Our fasting, almsgiving and prayer also proclaim to the world that Jesus Christ is Lord of all and give testimony that we are called to gratitude for the many gifts we have received.
In regards to fasting and abstinence, please allow me to remind you of our Lenten discipline:
• Everyone 14 years of age or older is bound to abstain from meat on Ash Wednesday (Feb. 25, 2009) and all the Fridays of Lent.
• Everyone 18 years of age and under 59 years of age is bound to fast on Ash Wednesday (Feb. 25, 2009) and Good Friday (April 10, 2009).

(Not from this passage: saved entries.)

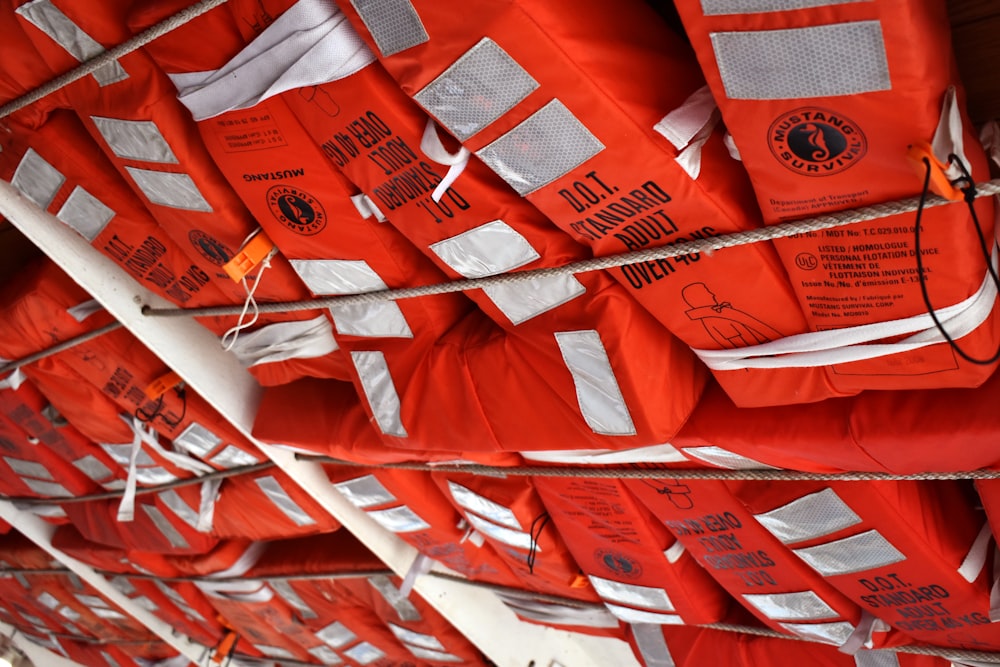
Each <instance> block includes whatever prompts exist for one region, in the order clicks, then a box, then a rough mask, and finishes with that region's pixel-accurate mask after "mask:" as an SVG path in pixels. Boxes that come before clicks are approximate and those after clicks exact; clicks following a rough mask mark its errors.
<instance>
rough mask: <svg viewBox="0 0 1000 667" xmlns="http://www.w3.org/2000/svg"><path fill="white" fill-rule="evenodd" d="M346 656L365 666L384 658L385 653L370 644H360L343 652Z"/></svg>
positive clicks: (374, 646)
mask: <svg viewBox="0 0 1000 667" xmlns="http://www.w3.org/2000/svg"><path fill="white" fill-rule="evenodd" d="M344 655H346V656H347V657H348V658H350V659H351V660H354V661H355V662H357V663H359V664H362V665H367V664H369V663H372V662H375V661H376V660H381V659H382V658H384V657H385V651H383V650H382V649H380V648H379V647H377V646H375V645H374V644H372V643H371V642H361V643H360V644H358V645H357V646H352V647H351V648H349V649H347V650H346V651H344Z"/></svg>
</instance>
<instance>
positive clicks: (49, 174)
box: [10, 148, 66, 209]
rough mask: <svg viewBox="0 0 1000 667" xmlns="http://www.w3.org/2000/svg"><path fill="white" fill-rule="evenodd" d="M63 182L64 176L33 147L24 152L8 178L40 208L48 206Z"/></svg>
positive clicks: (17, 189)
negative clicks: (13, 171) (23, 154)
mask: <svg viewBox="0 0 1000 667" xmlns="http://www.w3.org/2000/svg"><path fill="white" fill-rule="evenodd" d="M65 182H66V177H65V176H63V175H62V173H61V172H60V171H59V170H58V169H56V168H55V167H53V166H52V165H51V164H49V163H48V162H46V161H45V159H44V158H42V156H41V155H39V154H38V153H36V152H35V149H33V148H29V149H28V150H27V151H26V152H25V154H24V157H23V158H21V162H20V163H18V165H17V169H15V170H14V176H13V178H11V179H10V184H11V185H13V186H14V187H15V188H17V190H18V191H19V192H20V193H21V194H23V195H24V196H25V197H27V198H28V199H30V200H31V201H32V202H34V203H35V204H36V205H37V206H38V208H41V209H47V208H48V207H49V204H51V203H52V200H53V199H55V197H56V193H57V192H59V188H61V187H62V184H63V183H65Z"/></svg>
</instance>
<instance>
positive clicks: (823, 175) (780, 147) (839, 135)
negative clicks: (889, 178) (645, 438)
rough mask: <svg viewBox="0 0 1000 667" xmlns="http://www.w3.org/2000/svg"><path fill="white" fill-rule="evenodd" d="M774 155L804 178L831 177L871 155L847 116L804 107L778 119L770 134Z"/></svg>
mask: <svg viewBox="0 0 1000 667" xmlns="http://www.w3.org/2000/svg"><path fill="white" fill-rule="evenodd" d="M767 143H768V146H770V148H771V153H773V154H774V157H776V158H777V159H778V161H779V162H781V164H783V165H784V166H785V167H787V168H788V169H791V170H792V171H794V172H795V173H797V174H801V175H802V176H830V175H832V174H837V173H839V172H842V171H844V170H845V169H848V168H849V167H852V166H853V165H855V164H857V163H858V162H859V161H860V160H861V158H863V157H864V156H865V153H867V152H868V141H867V139H865V135H864V133H863V132H862V131H861V130H860V128H858V126H857V125H856V124H855V123H854V121H852V120H850V119H849V118H847V117H846V116H844V115H843V114H838V113H836V112H833V111H830V110H828V109H820V108H817V107H803V108H801V109H796V110H795V111H789V112H788V113H786V114H784V115H782V116H780V117H778V119H777V120H776V121H774V122H773V123H771V127H770V128H769V129H768V131H767Z"/></svg>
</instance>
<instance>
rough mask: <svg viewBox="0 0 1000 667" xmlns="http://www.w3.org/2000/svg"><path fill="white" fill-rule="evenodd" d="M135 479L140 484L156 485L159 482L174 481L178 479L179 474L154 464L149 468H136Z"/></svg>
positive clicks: (161, 483) (135, 470)
mask: <svg viewBox="0 0 1000 667" xmlns="http://www.w3.org/2000/svg"><path fill="white" fill-rule="evenodd" d="M135 479H136V481H137V482H139V483H140V484H145V485H147V486H156V485H157V484H166V483H167V482H172V481H174V480H175V479H177V475H175V474H173V473H172V472H170V471H169V470H167V469H166V468H161V467H159V466H152V467H149V468H136V470H135Z"/></svg>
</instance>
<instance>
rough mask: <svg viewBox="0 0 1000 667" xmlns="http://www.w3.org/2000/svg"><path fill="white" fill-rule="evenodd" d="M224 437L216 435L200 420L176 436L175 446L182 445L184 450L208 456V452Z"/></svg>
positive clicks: (192, 422)
mask: <svg viewBox="0 0 1000 667" xmlns="http://www.w3.org/2000/svg"><path fill="white" fill-rule="evenodd" d="M221 442H222V438H220V437H219V436H217V435H215V434H214V433H212V432H211V431H209V430H208V429H207V428H205V427H204V426H202V425H201V424H199V423H198V422H191V423H190V424H189V425H188V427H187V428H186V429H184V430H183V431H181V433H180V435H178V436H177V437H176V438H174V440H173V443H174V447H180V449H181V450H182V451H185V452H187V453H189V454H194V455H195V456H199V457H201V458H205V457H207V456H208V453H209V452H210V451H212V450H213V449H215V448H216V447H218V446H219V444H220V443H221Z"/></svg>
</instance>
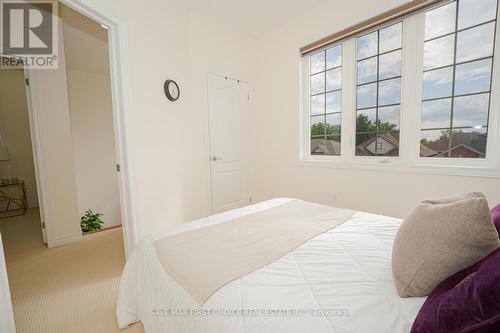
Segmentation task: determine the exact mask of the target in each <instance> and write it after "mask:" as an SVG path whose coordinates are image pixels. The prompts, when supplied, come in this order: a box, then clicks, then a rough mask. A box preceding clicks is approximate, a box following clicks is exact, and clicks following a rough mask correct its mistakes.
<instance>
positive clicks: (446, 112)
mask: <svg viewBox="0 0 500 333" xmlns="http://www.w3.org/2000/svg"><path fill="white" fill-rule="evenodd" d="M496 7H497V0H482V1H477V0H458V1H455V2H451V3H448V4H446V5H443V6H441V7H438V8H435V9H432V10H430V11H428V12H426V14H425V20H426V21H425V42H424V61H423V87H422V89H423V93H422V112H421V118H422V119H421V136H420V156H421V157H455V158H485V157H486V143H487V137H488V119H489V107H490V93H491V81H492V80H491V77H492V70H493V48H494V40H495V27H496V11H497V9H496Z"/></svg>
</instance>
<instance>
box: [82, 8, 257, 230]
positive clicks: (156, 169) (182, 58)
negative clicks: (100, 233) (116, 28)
mask: <svg viewBox="0 0 500 333" xmlns="http://www.w3.org/2000/svg"><path fill="white" fill-rule="evenodd" d="M83 2H84V3H85V4H86V5H88V6H90V7H92V8H95V9H96V10H98V11H99V12H101V13H102V14H103V15H105V16H110V17H113V18H116V19H117V20H118V21H120V22H123V23H124V25H125V29H126V35H127V52H128V61H127V63H126V64H125V65H126V66H125V67H126V68H127V70H128V72H127V75H128V92H129V96H127V97H128V98H129V100H130V102H131V124H132V133H131V135H132V136H133V139H132V142H131V143H130V149H132V150H133V156H134V171H135V175H136V177H137V182H136V183H137V184H136V197H137V198H138V204H139V207H138V209H139V220H140V221H139V223H140V229H141V233H142V235H146V234H148V233H151V232H153V231H155V230H157V229H160V228H162V227H165V226H168V225H174V224H178V223H182V222H186V221H190V220H192V219H194V218H198V217H201V216H205V215H207V214H209V207H210V203H209V197H208V186H207V184H208V178H207V169H206V165H207V162H208V158H206V150H205V142H204V140H203V137H202V136H203V133H204V130H205V128H204V119H203V115H204V112H206V106H205V101H204V100H203V98H204V97H202V96H203V95H204V94H206V90H205V88H204V82H205V81H206V76H205V73H206V72H207V71H215V72H219V73H220V74H227V75H234V76H236V77H238V76H240V77H241V78H242V79H247V80H248V78H249V77H251V73H253V72H254V66H253V64H251V63H248V62H247V59H249V57H248V55H245V53H246V52H247V51H248V50H249V49H250V48H251V47H252V46H251V44H252V43H253V41H252V40H251V39H249V38H248V37H246V36H245V35H243V34H238V33H237V32H235V31H233V30H234V29H232V28H231V27H226V28H223V27H222V26H220V24H217V23H215V22H213V21H211V20H205V19H203V18H202V17H199V15H196V14H194V15H193V14H192V13H190V10H189V9H188V8H186V7H185V5H184V4H183V1H180V0H151V1H148V2H147V3H144V2H140V1H132V0H126V1H120V5H117V3H116V1H113V0H84V1H83ZM198 20H199V21H198ZM197 22H198V23H197ZM227 41H231V42H233V44H228V43H227ZM247 43H248V44H250V45H247ZM193 45H194V46H193ZM198 45H204V46H203V47H198ZM166 79H174V80H176V81H177V83H178V84H179V86H180V89H181V98H180V99H179V100H178V101H177V102H175V103H172V102H169V101H168V100H167V98H166V97H165V95H164V93H163V83H164V82H165V80H166ZM202 82H203V83H202ZM250 85H251V82H250ZM200 98H201V99H200Z"/></svg>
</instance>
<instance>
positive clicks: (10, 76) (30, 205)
mask: <svg viewBox="0 0 500 333" xmlns="http://www.w3.org/2000/svg"><path fill="white" fill-rule="evenodd" d="M0 133H1V135H2V139H3V140H5V142H6V143H7V147H8V150H9V155H10V158H11V159H10V161H0V178H9V177H19V178H21V179H23V180H24V186H25V189H26V196H27V199H28V205H29V206H30V207H34V206H36V205H38V198H37V190H36V179H35V168H34V162H33V150H32V147H31V133H30V124H29V119H28V102H27V100H26V88H25V85H24V73H23V71H22V70H10V69H4V70H1V71H0Z"/></svg>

On these two days of fast and abstinence, only one full meal is allowed. Two other meatless meals, sufficient to maintain strength, may be taken according to each one’s needs, but together they should not equal one full meal. Eating between meals is not permitted, but liquids (including milk and fruit juices) are allowed. When health or ability to work would be seriously affected, the law does not oblige.
To disregard completely the law of fast and abstinence is a serious matter.
Remembering that Lent also calls us to serve the poor and the suffering, I would like to encourage everyone to take part in the Rice Bowl Program sponsored by Catholic Relief Services. Through study and reflection and through our almsgiving, the Rice Bowl Program offers an intentional way for us to join in solidarity with our sisters and brothers around the world.
Finally, I would ask all of us to remember the many people around the world who are in need of our prayers. In particular, please keep in prayer those who are suffering in this economic climate and those who live under the shadow of violence and the denial of basic human rights, especially the right to life.
May our Lenten journeys be grace-filled; may we renew our Easter promises with renewed hope and faith at the end of our 40 days.